Of course the MBAs understand nothing about the job, about technology, and even about business. But they do understand how to collect fat compensation packages.
LikeLike
So much for those tests being “standardized”, eh!!!!!
LikeLike
Not EVER “standardized”–not EVER valid & relaible, right down to the scoring. Juked!!!
LikeLike
We had Successmaker Math (Pearson product). We only had 15 site licenses, so we had to allow students only 15 minutes once a week, sometimes twice, in order to get all of them online. I wonder if the test taking softward will demand site licenses? If so, good luck. We had times when the system was overloaded and we could get into the practice materials. Time was then wasted, in effect. However, I sent the kids to other online practice games or whatever.
We had constant glitches in access to things like Accelerated Reader because once we went “online” with it there were overloads to the server and we had kids who couldn’t get in to take a test.
We also had various difficulties with our own server at times within the district. All of these things cost a lot of money to keep up and running, both technically and electrically. Imagine this testing happening all over the state, let alone the nation, simultaneously. Ridiculous doesn’t even begin to touch the absurdity of this plan. But Pearson will enjoy profits untold as teachers and students suffer.
LikeLike
Well, obviously every district will just pass a tech levy and buy all new computers. How hard can that be, said simple simon.
LikeLike
Some districts are reducing the number of big, bulky textbooks they buy and instead purchasing i-pads or similar devices. It will be interesting to see research on what if any impact this has. Clearly there needs to be in-service work for faculty on how to work with students and i-pads or similar devices, if that is what a district does.
LikeLike
Or imagine teachers already knowing how to use an iPad. Wow!
LikeLike
Some existing teachers are experts, some welcome help.
LikeLike
And many could teacher their administrators.
LikeLike
At school board meeting last month, a representative asked how the system was progressing with the on-line testing for Common Core.
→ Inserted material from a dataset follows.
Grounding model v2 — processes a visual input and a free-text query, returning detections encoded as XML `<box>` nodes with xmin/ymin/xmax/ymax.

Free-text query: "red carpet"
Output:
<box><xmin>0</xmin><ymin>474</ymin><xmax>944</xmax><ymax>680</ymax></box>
The instructional technology guru for the county said not too well considering the specs for PARCC tests in Tennessee requires at least one computer for each six students. The word member asked how many computers the school system already has that meets the specifications, and the tech said “none.” Of course there were gasps from the gallery as well as the board. Millions will have to be spent on the local level to meet the testing requirements, and this is a small East Tennessee town with two high school, four, middle schools, and a number of elementary schools. This is money that could have been spent on instruction, infrastructure, or any myriad of programs that benefit students, but it is going to feed the testing beast.
LikeLike
Reading the link, I noticed that the caption stated that the tests could be invalid, sue to the computer glitches (well, DUH!). Good Lord, I HOPE that doesn’t mean that some of these states will try to re-administer the tests. As in a movie, where a cop’s partner or someone’s sweetheart dies:
“NOOOOOOOOOOOOOOOOOOOOOOOOOOOOOOOOOOOOOOOOO!!!”
LikeLike
Last year, my son had to redo the state writing exam (he was a 5th grader) because the computer didn’t submit his test the first time. About half of his class had the problem.
LikeLike
Geez…my deepest sympathies, Louisiana. My husband and I are SO relieved that our daughter is long out of school–she would’ve gone NUTS!
LikeLike
Oops–typing glitch (#@$% these COMPUTERS!)–I meant “due,” NOT “sue,” although it could’ve been a Freudian slip!
LikeLike
Sorry for so many comments, but I meant to add (after all, I am the one who’s always writing, OPT OUT NOW!) that we would have opted her out.